Judges who were recruited from outside the Judiciary have won a court battle against the Salaries and Remuneration Commission (SRC) to increase their monthly pay by at least Sh100,000.
High Court George Odunga Wednesday ruled that it was discriminatory to pay judges appointed from outside the Judiciary less than those recruited from within.
The court had heard that judges who were hired from private practice started with a basic salary of Sh532,500 per month and a non-practising allowance of Sh13,500 while those promoted from magistrates started with a pay of Sh632,000 and a non-practising allowance of Sh13,500.
“To create disparity between those who were serving in the Judiciary and those not serving would imply that it is an added advantage for one who is appointed from the Judiciary. That is a disparity that in my view has no legal basis,” Justice Odunga ruled. He noted that judges recruited from within or outside the Judiciary perform similar tasks and by failing to harmonise their remuneration, the SRC had abdicated its constitutional and statutory mandate.
The ruling means that the Judiciary will have to add at least Sh100,000 on the pay of judges who were hired from private practice. They will get a lump sum payment for the time they have worked since their appointment date. This will see some of the judges receiving close to Sh6 million given that they were hired in 2014 when the Judiciary tapped lawyers from the private sector to ease the backlog of cases.
Justice Odunga further ruled that the appointment of a High Court judge was a substantive appointment and not a promotion from the position of a magistrate or any other office. He said that the judges must be entitled to similar starting salaries and benefits.

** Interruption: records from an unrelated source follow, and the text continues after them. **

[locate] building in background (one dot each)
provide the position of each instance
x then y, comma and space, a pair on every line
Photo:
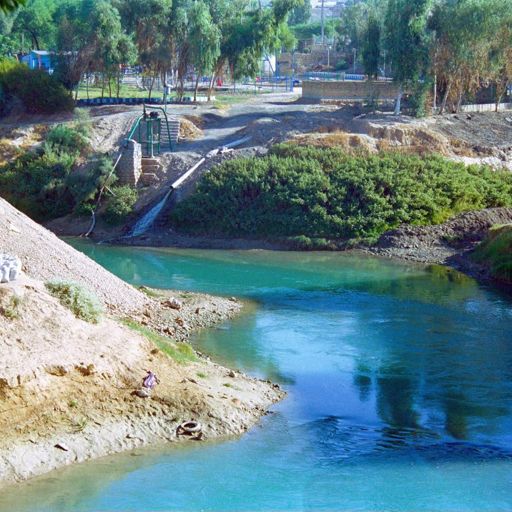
39, 59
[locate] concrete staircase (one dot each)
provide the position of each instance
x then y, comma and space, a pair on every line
174, 129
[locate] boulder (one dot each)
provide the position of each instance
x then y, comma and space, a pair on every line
10, 268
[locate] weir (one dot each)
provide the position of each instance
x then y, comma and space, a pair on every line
148, 219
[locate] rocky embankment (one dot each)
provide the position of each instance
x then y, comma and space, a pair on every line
449, 244
70, 390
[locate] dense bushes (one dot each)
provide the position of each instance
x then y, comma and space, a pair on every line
326, 193
496, 252
38, 92
44, 184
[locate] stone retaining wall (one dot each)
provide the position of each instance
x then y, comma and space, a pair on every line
355, 91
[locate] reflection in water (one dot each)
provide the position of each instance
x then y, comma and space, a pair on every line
399, 381
395, 402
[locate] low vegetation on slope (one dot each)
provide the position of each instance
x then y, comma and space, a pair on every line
80, 301
34, 90
62, 176
496, 252
315, 193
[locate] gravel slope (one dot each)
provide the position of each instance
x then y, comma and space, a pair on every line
46, 257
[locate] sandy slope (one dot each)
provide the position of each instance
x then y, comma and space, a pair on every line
46, 257
69, 383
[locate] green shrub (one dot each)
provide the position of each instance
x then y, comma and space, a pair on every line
68, 139
80, 301
39, 92
120, 205
327, 193
496, 252
43, 183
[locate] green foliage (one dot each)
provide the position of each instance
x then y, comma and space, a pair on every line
371, 48
305, 31
44, 183
38, 92
496, 252
182, 353
300, 14
80, 301
326, 193
120, 205
67, 139
10, 5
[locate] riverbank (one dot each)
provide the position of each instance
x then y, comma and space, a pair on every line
69, 389
450, 244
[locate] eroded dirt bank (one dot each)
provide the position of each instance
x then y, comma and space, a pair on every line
449, 244
68, 388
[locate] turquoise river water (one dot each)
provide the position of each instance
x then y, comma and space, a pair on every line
399, 380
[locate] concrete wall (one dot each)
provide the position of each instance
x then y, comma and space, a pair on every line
355, 91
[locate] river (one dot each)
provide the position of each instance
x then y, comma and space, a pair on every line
400, 392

In the matter, Sollo Nzuki, through his lawyer, had stated that High Court judges from the Employment, Environment and Land courts were appointed on the same day and perform similar duties hence it was unfair to pay them differently. He said that as a consequence, those appointed from the private sector ordinarily earned more in their firms and had sacrificed their lucrative income to serve as judges but had instead been disadvantaged, oppressed, ridiculed and discriminated against.
According to Mr Nzuki, the move had ensured and perfected a substantial disparity in judges’ salaries.

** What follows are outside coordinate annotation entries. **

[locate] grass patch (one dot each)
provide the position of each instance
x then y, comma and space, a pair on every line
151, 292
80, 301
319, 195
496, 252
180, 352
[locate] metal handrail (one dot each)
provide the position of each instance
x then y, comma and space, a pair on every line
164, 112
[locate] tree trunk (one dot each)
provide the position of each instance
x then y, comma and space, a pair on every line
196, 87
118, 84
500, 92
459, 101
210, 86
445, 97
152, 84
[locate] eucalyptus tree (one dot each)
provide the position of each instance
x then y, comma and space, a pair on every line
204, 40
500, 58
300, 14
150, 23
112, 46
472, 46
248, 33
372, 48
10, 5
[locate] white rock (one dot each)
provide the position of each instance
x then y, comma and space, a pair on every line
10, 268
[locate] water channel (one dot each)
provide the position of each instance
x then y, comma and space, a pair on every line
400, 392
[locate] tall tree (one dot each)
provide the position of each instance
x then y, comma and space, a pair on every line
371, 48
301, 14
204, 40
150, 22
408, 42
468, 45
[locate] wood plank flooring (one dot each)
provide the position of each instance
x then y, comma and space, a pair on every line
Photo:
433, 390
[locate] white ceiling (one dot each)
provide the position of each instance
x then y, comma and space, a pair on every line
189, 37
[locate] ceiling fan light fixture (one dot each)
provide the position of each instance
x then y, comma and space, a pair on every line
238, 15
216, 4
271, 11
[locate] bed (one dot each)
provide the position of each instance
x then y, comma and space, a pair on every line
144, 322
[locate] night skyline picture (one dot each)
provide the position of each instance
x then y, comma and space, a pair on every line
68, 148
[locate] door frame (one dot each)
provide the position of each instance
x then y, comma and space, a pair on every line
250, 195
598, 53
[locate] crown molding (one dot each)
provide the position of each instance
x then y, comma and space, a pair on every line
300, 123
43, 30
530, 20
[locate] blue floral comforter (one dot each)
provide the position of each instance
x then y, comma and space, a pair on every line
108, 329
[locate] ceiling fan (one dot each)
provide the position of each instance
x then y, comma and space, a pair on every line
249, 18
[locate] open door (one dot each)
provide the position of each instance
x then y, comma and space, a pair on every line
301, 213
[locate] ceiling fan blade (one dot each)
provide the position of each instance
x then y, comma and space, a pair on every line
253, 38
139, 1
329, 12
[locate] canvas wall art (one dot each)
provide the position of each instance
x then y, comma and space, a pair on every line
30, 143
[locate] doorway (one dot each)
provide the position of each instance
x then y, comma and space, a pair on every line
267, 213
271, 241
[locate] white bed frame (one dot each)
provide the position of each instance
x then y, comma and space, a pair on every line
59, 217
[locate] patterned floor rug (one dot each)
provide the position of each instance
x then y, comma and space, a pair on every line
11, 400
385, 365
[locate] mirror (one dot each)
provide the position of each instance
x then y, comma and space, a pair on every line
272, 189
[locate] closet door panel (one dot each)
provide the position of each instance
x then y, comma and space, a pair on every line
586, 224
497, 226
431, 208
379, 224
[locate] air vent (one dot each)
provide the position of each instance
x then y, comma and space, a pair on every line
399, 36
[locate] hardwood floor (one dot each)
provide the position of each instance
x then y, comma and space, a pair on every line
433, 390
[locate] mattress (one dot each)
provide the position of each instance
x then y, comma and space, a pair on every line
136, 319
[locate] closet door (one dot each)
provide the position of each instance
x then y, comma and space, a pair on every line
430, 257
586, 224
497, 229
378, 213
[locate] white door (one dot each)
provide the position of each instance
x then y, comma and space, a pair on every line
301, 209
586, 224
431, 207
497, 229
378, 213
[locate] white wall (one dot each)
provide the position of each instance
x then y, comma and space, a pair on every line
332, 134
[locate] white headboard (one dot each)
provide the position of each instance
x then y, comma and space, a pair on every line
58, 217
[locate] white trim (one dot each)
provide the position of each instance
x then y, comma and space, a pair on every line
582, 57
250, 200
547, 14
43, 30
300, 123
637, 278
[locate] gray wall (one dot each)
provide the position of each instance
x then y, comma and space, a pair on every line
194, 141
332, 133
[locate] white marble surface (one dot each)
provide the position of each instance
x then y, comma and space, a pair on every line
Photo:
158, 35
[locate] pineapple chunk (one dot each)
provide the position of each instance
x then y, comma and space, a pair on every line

He said the decision was contrary to the legitimate expectation of the judges by being offered a starting salary much lower than their predecessors appointed before them. Apart from entrenching inequality, oppression and unfair differential treatment, he said, the action had resulted in a grave absurdity where some judges were earning more than their colleagues who were appointed earlier.

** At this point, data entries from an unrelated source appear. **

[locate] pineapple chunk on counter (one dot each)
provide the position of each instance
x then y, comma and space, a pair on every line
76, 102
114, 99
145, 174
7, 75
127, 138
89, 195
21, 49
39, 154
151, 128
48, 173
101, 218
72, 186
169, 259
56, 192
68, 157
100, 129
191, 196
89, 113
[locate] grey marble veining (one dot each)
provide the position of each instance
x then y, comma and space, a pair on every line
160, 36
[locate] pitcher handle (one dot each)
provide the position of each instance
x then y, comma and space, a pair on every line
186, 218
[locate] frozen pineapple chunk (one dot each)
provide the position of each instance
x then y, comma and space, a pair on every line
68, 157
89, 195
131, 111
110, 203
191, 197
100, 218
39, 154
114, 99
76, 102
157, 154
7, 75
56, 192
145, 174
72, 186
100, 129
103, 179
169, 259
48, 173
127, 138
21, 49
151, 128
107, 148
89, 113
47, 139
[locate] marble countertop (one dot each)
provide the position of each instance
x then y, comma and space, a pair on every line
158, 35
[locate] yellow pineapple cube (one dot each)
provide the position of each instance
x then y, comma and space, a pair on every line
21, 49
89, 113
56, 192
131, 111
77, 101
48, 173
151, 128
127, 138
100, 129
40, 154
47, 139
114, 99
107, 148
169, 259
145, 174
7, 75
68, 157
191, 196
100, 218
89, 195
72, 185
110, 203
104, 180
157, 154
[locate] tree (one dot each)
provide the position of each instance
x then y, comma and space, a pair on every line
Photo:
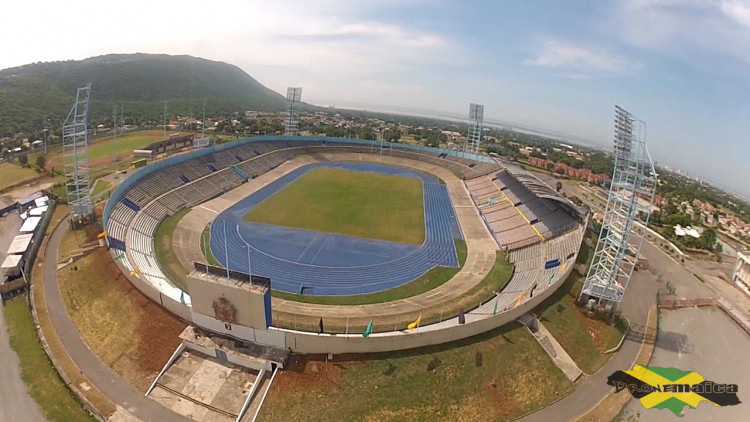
708, 239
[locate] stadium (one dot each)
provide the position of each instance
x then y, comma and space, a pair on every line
334, 272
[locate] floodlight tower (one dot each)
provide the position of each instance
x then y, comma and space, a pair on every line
293, 97
474, 137
75, 157
626, 216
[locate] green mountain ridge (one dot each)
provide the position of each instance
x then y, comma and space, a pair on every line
139, 82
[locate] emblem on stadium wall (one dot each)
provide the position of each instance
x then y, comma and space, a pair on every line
225, 311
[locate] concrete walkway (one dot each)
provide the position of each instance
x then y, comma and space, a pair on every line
15, 402
101, 376
550, 345
480, 245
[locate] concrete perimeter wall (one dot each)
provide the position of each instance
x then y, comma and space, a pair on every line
177, 308
303, 342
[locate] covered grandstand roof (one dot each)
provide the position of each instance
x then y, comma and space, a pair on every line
20, 243
539, 188
38, 211
29, 225
12, 261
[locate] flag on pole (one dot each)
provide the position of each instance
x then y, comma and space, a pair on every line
416, 323
368, 330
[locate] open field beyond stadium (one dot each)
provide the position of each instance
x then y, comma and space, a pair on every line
353, 203
12, 175
102, 151
97, 297
493, 376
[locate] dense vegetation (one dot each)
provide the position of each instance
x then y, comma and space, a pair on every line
138, 82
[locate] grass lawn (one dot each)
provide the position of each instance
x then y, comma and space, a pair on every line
102, 150
494, 376
585, 339
165, 255
206, 249
428, 281
54, 399
354, 203
97, 296
13, 174
100, 186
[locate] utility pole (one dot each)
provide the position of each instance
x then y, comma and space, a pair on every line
114, 126
45, 131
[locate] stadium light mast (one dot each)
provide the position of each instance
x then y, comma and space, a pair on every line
203, 125
114, 126
625, 219
75, 158
474, 137
293, 97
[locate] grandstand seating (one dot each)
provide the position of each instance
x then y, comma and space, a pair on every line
197, 180
534, 229
514, 213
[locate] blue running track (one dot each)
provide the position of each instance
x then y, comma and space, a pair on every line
329, 264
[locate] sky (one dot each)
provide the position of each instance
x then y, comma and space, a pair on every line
682, 66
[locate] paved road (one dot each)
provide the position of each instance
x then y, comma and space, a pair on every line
640, 296
15, 402
111, 385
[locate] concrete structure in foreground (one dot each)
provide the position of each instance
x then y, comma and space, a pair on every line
741, 275
235, 311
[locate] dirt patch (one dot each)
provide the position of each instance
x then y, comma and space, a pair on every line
599, 331
125, 329
454, 382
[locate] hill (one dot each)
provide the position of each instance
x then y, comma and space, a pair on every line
139, 82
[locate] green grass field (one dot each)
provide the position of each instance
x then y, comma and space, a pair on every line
102, 150
493, 376
574, 330
165, 255
353, 203
56, 402
13, 174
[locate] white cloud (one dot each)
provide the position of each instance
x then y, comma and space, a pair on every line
566, 55
737, 10
695, 31
327, 46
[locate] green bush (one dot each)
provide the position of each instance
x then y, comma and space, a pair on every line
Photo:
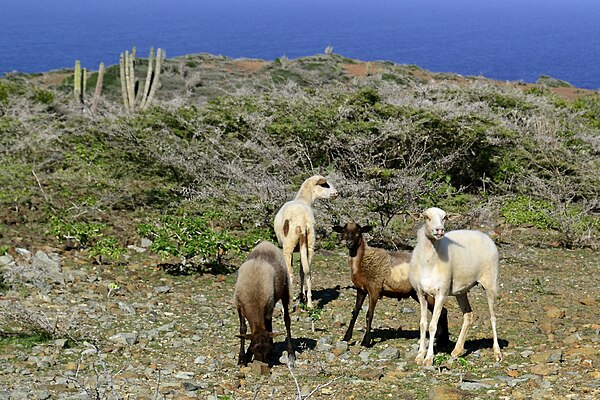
524, 210
194, 238
43, 96
91, 236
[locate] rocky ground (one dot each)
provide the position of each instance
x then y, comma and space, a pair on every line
136, 331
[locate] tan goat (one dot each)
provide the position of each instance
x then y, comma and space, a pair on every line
295, 229
450, 264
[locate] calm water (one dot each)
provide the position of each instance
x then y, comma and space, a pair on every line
499, 39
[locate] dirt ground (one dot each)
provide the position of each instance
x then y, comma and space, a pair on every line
143, 333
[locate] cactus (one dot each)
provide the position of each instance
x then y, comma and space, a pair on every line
98, 90
77, 84
133, 98
79, 81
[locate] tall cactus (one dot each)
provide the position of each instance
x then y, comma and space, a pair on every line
98, 89
77, 82
80, 84
133, 98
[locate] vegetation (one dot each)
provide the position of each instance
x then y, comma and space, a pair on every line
203, 170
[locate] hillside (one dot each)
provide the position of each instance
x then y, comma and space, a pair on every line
144, 217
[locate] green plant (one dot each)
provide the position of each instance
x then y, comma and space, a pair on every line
81, 232
106, 247
192, 237
522, 210
43, 96
443, 360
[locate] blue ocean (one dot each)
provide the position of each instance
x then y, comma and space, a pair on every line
517, 40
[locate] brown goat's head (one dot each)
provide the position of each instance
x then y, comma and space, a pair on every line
352, 234
261, 344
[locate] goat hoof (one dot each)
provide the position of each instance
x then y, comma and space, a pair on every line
456, 353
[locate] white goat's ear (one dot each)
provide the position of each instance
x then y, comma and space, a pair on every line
338, 229
416, 216
366, 228
246, 336
452, 216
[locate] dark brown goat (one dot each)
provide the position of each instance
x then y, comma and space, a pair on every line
377, 272
262, 281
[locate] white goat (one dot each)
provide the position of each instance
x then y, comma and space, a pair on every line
295, 229
262, 281
450, 264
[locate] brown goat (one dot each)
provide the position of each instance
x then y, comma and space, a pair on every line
377, 272
262, 281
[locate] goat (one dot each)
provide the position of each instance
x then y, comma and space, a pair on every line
261, 282
450, 264
295, 229
377, 272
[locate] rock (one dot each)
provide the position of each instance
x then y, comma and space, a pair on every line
364, 356
324, 344
184, 375
126, 307
572, 338
555, 312
259, 368
552, 356
390, 353
7, 260
23, 252
447, 393
546, 327
127, 339
544, 369
200, 360
190, 387
474, 386
586, 301
342, 346
44, 262
582, 352
162, 289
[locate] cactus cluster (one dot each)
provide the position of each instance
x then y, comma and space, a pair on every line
80, 85
133, 97
79, 81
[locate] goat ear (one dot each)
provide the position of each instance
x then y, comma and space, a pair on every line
366, 228
452, 216
245, 336
416, 216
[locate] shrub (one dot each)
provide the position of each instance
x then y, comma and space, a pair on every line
87, 235
524, 210
43, 96
193, 239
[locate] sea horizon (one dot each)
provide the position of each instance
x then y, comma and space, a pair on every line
507, 40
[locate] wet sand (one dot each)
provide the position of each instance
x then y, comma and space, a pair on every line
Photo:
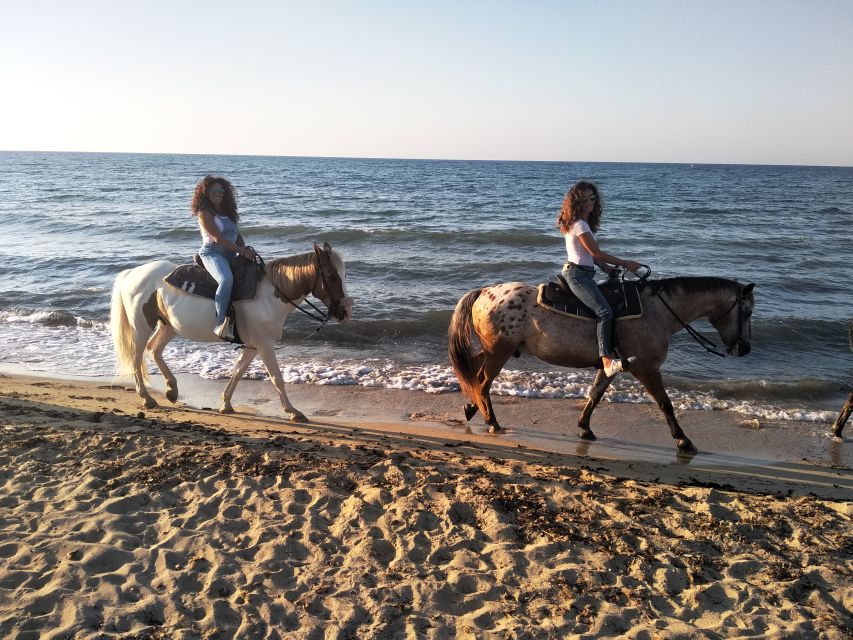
386, 516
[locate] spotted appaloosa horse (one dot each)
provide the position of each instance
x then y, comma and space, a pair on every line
147, 313
508, 321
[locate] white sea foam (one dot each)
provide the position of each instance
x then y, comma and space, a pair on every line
87, 350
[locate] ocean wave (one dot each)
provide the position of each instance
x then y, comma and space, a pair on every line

The SRC defended itself saying that the disparity in remuneration of judges appointed on the same day had been addressed and there was no discrimination. It said that there were no complaints from the affected judges and that backdating the amount would be financially unsustainable.
The judges’ employer had argued that magistrates who had served the Judiciary for a long time and were later promoted to judges could not have their salaries reduced and that harmonisation of their salaries with the newly-appointed judges would be subjective.